Zephaniah Kingsley, slave trader and slave owner, was born in Bristol, England, and later settled in South Carolina. In 1803, he was granted 3,300 acres in East Florida by the Spanish Crown. He established four plantations along the St. Johns River until, like O’Neill’s New Hope, all were destroyed in the 1812 Patriot Rebellion.
Kingsley subsequently purchased another plantation from its previous owner on Fort George Island in 1814. When he arrived in East Florida, Kingsley was already married to Anna Madgigine Jai, an African princess from Senegal whom he purchased as a slave. In 1811, he freed her from slavery. Not only was she the mother of nine of his children, she also became active in plantation management and evolved into a successful business woman and property owner in her own right. She once stayed in Old Town Fernandina for a time while the Kingsley estate was being refurbished. According to the book “Slavery and Plantation Growth in Antebellum Florida,” Kingsley was also known to have mistresses with whom he fathered children. He reportedly acknowledged paternity of all his biracial children and freed them.
Kingsley’s plantation more closely followed the Spanish model in that it operated under a task system. Once slaves had completed their assigned task for the day, they were allowed to tend their own gardens and work on crafts. They were entitled to keep proceeds from the sale of their produce or crafts. Further, Kingsley directed that his slave families not be separated. Under Spanish rule, slaves could purchase their own freedom, thus, contributing to a growing class of free Blacks. Ultimately, Kingsley envisioned a three-tiered societal structure of slaves, free Blacks and whites.

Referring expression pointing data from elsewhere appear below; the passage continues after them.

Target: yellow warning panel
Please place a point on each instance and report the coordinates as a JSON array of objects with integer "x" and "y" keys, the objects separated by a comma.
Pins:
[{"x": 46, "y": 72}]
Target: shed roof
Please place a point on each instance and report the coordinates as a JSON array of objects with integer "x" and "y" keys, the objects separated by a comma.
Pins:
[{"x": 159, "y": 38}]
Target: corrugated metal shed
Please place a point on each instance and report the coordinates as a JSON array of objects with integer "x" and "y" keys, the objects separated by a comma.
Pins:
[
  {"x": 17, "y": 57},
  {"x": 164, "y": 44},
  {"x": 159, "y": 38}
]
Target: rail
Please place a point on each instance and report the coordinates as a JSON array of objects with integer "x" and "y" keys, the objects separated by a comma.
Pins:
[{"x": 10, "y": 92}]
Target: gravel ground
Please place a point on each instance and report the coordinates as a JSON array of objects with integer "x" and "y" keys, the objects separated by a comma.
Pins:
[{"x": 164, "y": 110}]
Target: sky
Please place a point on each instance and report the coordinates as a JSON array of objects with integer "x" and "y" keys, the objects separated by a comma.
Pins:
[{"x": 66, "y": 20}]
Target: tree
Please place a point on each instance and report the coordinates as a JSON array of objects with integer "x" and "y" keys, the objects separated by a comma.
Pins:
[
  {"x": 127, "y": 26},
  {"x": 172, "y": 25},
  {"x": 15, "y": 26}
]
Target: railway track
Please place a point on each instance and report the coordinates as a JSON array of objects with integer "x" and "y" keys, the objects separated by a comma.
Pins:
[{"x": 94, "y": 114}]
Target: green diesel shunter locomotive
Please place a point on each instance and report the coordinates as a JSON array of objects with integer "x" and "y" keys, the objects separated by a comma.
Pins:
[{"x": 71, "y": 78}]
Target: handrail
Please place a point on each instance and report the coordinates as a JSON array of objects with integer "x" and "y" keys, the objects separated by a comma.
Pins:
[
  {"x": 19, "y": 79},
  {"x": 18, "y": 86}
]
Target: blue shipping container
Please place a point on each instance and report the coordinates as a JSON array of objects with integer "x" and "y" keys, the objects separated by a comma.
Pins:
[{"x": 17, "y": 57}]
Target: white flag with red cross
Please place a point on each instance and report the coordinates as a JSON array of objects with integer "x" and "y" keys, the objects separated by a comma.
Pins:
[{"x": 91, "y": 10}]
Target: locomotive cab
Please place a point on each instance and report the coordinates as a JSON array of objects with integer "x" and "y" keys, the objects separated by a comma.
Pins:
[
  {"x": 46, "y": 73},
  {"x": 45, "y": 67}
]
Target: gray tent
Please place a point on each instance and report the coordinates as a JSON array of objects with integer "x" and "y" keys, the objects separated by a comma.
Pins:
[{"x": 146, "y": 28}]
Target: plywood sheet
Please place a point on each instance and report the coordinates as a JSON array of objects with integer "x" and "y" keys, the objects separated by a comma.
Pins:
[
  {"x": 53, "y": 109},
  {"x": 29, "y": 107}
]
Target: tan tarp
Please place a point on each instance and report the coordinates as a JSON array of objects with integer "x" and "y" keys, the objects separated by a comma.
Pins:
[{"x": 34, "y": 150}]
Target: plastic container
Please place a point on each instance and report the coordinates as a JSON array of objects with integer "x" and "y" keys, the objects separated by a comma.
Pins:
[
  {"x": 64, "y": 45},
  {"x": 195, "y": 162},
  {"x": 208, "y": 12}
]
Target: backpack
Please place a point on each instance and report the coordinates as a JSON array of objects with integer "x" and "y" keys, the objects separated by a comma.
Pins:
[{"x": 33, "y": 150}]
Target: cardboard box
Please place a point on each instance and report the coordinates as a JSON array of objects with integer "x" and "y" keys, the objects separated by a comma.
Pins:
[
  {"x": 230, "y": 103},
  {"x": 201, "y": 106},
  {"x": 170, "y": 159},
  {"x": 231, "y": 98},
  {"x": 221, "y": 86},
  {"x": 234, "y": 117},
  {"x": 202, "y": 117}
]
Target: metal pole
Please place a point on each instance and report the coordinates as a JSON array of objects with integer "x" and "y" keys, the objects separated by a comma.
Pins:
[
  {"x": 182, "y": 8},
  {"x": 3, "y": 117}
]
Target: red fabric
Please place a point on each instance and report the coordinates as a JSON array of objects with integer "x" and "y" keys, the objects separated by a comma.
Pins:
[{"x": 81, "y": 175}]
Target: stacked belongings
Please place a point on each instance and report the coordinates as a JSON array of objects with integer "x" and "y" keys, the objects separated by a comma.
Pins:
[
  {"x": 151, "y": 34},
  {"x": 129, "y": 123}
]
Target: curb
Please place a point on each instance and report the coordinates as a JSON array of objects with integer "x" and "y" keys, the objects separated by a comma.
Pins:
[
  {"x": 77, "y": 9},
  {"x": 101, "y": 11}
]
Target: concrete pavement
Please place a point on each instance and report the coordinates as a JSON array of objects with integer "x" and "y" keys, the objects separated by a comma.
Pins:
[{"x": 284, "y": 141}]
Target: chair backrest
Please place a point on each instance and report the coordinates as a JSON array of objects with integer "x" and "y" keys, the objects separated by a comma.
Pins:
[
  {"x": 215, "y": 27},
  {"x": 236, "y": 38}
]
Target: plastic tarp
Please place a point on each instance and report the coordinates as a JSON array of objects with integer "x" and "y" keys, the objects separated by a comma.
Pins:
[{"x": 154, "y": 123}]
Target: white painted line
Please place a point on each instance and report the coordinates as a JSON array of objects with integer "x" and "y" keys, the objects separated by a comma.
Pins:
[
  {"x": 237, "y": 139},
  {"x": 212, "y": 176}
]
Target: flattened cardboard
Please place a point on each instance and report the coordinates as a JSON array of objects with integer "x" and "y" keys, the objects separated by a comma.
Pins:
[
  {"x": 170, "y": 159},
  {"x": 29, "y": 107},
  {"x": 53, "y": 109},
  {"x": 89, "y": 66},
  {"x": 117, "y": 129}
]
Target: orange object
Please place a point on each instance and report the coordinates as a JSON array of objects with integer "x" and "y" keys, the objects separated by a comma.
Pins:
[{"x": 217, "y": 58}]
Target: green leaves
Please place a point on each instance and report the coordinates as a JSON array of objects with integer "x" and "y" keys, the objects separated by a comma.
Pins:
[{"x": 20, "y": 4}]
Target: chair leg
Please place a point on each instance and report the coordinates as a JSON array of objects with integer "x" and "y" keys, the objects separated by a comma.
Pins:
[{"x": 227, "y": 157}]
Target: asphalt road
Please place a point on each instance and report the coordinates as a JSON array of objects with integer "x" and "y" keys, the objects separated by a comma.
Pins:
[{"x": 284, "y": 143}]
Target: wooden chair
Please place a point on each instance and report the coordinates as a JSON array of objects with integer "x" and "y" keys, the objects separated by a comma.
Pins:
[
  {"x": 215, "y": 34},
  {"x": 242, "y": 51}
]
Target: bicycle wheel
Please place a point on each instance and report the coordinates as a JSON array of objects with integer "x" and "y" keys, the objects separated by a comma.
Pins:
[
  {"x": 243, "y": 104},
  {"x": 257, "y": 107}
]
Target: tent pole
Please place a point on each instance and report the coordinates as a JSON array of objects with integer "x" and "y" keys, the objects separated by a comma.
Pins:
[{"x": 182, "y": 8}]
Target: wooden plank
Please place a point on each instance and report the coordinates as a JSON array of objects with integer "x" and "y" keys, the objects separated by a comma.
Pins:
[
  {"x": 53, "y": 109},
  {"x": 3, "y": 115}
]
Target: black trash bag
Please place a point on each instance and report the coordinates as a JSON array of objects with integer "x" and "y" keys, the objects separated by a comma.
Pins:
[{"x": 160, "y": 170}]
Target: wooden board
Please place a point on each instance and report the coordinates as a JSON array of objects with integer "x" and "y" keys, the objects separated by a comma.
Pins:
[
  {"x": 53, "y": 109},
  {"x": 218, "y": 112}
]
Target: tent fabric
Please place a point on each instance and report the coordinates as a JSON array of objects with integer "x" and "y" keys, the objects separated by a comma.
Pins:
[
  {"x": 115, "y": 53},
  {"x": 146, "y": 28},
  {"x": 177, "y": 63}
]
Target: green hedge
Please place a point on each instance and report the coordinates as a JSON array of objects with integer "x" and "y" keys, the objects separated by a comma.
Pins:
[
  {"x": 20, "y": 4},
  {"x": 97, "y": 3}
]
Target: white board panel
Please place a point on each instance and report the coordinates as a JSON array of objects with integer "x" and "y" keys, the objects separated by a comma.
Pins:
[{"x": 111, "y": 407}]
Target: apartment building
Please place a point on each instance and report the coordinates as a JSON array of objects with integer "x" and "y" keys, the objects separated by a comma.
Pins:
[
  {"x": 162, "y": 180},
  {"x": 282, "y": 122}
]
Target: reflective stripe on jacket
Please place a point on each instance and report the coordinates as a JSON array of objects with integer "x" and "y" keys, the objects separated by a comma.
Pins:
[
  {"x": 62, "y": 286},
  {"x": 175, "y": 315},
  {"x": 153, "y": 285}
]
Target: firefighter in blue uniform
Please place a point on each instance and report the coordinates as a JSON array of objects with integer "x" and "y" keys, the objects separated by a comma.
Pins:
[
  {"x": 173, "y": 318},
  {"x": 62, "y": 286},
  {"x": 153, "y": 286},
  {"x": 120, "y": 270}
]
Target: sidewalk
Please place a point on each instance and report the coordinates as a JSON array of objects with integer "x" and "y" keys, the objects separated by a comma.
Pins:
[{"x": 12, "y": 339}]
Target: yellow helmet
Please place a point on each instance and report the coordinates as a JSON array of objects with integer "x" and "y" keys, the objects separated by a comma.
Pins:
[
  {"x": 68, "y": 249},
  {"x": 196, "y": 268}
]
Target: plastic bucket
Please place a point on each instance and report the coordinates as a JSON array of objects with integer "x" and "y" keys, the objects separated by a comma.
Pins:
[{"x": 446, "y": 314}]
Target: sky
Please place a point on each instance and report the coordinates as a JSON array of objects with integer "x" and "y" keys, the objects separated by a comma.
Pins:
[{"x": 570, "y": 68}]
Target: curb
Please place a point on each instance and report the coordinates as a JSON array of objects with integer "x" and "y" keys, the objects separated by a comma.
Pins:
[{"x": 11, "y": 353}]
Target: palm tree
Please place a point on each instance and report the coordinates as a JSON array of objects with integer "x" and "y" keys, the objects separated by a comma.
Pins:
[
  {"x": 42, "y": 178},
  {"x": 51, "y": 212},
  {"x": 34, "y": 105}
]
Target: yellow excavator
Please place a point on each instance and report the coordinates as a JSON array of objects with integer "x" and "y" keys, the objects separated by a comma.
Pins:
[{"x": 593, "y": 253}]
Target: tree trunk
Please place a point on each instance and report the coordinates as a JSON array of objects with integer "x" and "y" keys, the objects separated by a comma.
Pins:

Under Spanish law, even the enslaved had the right to marry, to own property and to buy their own freedom. Free Blacks were not subject to legal discrimination as long as they accepted Catholicism. No one was born into slavery.
American planters viewed freed blacks as a threat to the social order. Once Florida became a U.S. territory, laws were passed that discriminated against free Blacks and placed harsh restrictions on African slaves. No free Blacks were permitted to enter Florida. Those who were already in the territory could no longer bear arms, serve on juries, testify in court or vote. They were soon not even allowed to assemble in public. A stiff fine was instated for slave owners who set a slave free and, once freed, the former slave had to leave the territory within 30 days. Slaves nor mulattos could now marry or own property.
Zephaniah and Anna Jai Kingsley fled with their children to what is now the Dominican Republic, where their descendants still live today. The remnants of Kingsley Plantation, consisting of a plantation house, a kitchen house, a barn and the ruins of 25 slave cabins remain on Fort George Island under the administration of the National Park Service.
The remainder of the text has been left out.